Essential for northern style spiders, soft hackles from grouse are used to suggest legs or emerging wings on caddis, mayflies, and other nymphs. Grouse is a classic hackle in traditional fishing fly patterns like Grouse and Green, Grouse and Yellow, and Grouse and Claret flies. The feathers, dark red-brown with mottled dark brown hackles, are used in wet flies, soft hackles, and UK spider patterns. They are hunted/wild harvested game birds, commonly used for fly tying, with potential flaws and irregularities.
The red grouse (Lagopus lagopus scotica) is a medium-sized bird found in heather moorland in Great Britain and Ireland. Also known as the moorcock, moorfowl, or moorbird, it’s often considered a subspecies of the willow ptarmigan or a separate species (Lagopus scoticus). Lagopus comes from the Ancient Greek words for “hare” and “foot,” referring to its feathered feet. “Scoticus” means “of Scotland.”

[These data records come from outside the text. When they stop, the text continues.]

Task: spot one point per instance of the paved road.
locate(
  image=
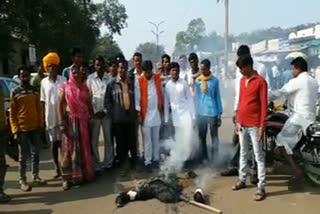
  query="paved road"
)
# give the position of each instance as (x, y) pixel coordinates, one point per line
(98, 197)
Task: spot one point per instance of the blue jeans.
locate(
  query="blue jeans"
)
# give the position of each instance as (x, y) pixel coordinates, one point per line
(29, 144)
(203, 123)
(245, 134)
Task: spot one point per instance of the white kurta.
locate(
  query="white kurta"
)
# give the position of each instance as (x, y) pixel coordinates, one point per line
(49, 94)
(97, 88)
(302, 95)
(178, 98)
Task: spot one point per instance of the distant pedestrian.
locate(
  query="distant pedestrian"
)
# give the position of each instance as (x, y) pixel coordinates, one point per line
(4, 198)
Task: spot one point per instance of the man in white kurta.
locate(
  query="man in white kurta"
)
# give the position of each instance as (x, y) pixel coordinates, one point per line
(178, 98)
(302, 94)
(49, 95)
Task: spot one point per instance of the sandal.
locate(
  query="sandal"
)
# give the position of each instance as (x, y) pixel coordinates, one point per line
(259, 195)
(4, 198)
(239, 185)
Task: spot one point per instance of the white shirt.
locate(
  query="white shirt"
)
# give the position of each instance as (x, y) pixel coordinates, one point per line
(183, 74)
(49, 94)
(97, 88)
(178, 97)
(302, 92)
(260, 68)
(275, 71)
(317, 76)
(152, 118)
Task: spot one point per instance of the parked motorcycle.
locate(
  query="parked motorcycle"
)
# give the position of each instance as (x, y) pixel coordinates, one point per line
(307, 151)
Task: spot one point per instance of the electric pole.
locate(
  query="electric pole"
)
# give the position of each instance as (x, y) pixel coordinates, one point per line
(157, 33)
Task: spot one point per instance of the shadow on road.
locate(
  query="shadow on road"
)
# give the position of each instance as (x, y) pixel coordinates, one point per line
(44, 211)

It serves as the logo for The Famous Grouse whisky and is featured in British Birds journal. Distinguished by reddish-brown plumage, black tail, and white legs, the red grouse’s underwing has white stripes and red combs over the eyes. Young birds are duller, lacking the red combs.
In Ireland, there’s a potential subspecies, L. l. hibernica, slightly paler with yellower plumage in females. Their adaptation may aid camouflage in moorland with higher grass and sedge content.
Identified by its distinctive ‘chut!chut!chut!’ call, or ‘Goback, goback, goback’ vocalization, the wings make a whirring sound when disturbed. Populations display cyclic patterns, often influenced by the parasitic nematode worm Trichostrongylus tenuis.
The book by V. C. Wynne-Edwards proposes that mortality in grouse is primarily due to homeostasis, depending on food availability. ‘Grouse disease’ attributed to Trichostrongylus tenuis may be an aftereffect of social exclusion rather than a direct cause.